Colloquium: Albert Einstein on Light; Light on Albert Einstein
- Date: –17:00
- Location: Ångströmlaboratoriet, Lägerhyddsvägen 1 Siegbahnsalen
- Lecturer: Douglas Hofstadter, Indiana University, Bloomington
- Organiser: Department of Information Technology and Department of Physics and Astronomy
- Contact person: Ulf Danielsson
- Föreläsning, Seminarium
Where does deep insight in physics come from? For those who view physics as a highly rational science grounded in strict mathematics, it is tempting to think that it comes from the purest and most precise of reasoning, following ironclad laws of thought that compel the clear mind completely rigidly. And yet the truth is quite otherwise.
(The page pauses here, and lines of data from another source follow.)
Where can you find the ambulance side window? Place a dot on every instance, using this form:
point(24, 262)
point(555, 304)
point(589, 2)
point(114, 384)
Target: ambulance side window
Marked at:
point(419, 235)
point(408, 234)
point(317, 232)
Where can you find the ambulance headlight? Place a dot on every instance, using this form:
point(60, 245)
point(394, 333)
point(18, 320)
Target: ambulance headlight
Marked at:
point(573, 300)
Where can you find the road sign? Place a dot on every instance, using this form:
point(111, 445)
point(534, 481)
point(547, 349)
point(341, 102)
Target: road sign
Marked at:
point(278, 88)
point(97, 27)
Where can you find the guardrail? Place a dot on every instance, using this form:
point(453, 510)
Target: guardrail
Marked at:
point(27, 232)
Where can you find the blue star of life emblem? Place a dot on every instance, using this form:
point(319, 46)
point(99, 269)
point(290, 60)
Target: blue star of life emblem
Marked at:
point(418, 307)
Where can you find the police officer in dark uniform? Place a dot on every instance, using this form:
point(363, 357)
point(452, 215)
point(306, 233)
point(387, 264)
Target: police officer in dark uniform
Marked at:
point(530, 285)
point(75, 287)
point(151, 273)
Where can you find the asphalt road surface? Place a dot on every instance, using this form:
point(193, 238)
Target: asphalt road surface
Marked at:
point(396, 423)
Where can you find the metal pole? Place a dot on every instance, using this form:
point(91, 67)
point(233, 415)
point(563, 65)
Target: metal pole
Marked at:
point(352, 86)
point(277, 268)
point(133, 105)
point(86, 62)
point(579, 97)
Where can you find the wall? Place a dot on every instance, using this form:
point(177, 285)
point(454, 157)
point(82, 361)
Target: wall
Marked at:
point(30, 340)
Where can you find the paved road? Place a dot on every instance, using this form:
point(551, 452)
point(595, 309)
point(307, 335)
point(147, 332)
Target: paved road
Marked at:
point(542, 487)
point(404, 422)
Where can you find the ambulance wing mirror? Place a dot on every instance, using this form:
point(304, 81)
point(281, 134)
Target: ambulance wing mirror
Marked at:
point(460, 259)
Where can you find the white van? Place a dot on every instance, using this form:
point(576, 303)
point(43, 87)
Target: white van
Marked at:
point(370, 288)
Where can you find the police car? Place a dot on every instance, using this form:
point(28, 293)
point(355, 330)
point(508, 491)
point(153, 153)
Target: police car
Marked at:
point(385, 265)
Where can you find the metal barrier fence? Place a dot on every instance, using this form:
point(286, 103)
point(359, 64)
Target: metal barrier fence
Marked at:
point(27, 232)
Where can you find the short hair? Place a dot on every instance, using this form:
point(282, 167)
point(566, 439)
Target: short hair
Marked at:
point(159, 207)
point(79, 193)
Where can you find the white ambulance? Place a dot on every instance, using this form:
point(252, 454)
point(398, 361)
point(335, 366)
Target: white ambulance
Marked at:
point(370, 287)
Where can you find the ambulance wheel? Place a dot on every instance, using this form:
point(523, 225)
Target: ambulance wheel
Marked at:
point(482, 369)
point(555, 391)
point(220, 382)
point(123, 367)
One finds, when one looks closely at any major discovery in physics, that the greatest of physicists are the most daring and are constantly being guided by blurry, instinctive, nearly irrational mental forces. Albert Einstein ideally exemplifies this thesis.
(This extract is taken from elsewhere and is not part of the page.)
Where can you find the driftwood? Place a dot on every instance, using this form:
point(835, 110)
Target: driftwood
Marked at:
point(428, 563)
In this talk, I will discuss the eternal mystery of light, which, over the course of millennia, was puzzled over, pondered on, and slowly worked out by a series of great minds, and finally, in the nineteenth century, was definitively settled with clarity and rock-solid certainty. And yet one day in the early spring of 1905, quite out of the blue, came an absurd-seeming new suggestion from an unknown Swiss patent clerk, third class, clashing violently with that rock-solid piece of collective wisdom. How did the brazen patent clerk come up with this crazy idea? How it was received by the physics world? What was its eventual fate? And what can we learn about the workings of the human mind from this twisty story filled to the brim with ironies?
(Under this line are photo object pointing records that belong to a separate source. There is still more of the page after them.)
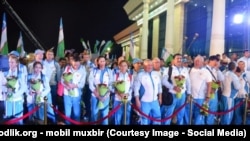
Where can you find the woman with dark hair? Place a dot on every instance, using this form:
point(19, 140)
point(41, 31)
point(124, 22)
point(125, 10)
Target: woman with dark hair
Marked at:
point(16, 86)
point(38, 89)
point(73, 79)
point(100, 83)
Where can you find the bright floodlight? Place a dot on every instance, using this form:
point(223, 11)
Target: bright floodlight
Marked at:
point(238, 18)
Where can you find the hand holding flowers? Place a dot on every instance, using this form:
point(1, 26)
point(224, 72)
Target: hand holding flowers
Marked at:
point(179, 81)
point(215, 85)
point(11, 85)
point(101, 93)
point(68, 79)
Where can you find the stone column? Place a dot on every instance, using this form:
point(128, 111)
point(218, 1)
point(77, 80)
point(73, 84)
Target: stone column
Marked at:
point(218, 28)
point(144, 41)
point(169, 37)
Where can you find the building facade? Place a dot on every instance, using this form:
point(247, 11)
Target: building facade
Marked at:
point(205, 27)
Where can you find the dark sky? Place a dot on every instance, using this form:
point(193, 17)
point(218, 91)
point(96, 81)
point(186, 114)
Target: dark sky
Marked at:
point(88, 19)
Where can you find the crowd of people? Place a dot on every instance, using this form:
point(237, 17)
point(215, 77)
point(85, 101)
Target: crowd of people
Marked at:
point(215, 83)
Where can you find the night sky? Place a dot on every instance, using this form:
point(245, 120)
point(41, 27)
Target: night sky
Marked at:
point(88, 19)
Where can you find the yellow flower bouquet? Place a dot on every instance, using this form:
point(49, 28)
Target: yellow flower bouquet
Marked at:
point(11, 84)
point(179, 81)
point(120, 87)
point(36, 86)
point(102, 90)
point(205, 106)
point(215, 85)
point(68, 78)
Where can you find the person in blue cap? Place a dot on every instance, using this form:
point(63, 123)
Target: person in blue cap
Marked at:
point(147, 92)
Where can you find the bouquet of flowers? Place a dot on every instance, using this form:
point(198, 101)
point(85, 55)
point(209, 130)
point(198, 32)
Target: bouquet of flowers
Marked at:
point(68, 78)
point(215, 86)
point(179, 81)
point(36, 86)
point(120, 86)
point(11, 84)
point(204, 106)
point(102, 90)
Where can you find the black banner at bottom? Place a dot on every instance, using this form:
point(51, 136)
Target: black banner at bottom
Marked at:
point(115, 132)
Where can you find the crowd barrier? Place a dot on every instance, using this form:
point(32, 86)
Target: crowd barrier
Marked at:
point(191, 102)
Douglas Hofstadter is College of Arts and Sciences Professor of Cognitive Science, and Director of the Center for Research on Concepts and Cognition, at Indiana University in the US. A legendary pioneer in the field of artificial intelligence (AI), Hofstadter is best known for his debut work, Gödel, Escher, Bach: an Eternal Golden Braid (GEB for short), published in 1979 and awarded the prestigious Pulitzer Prize in 1980.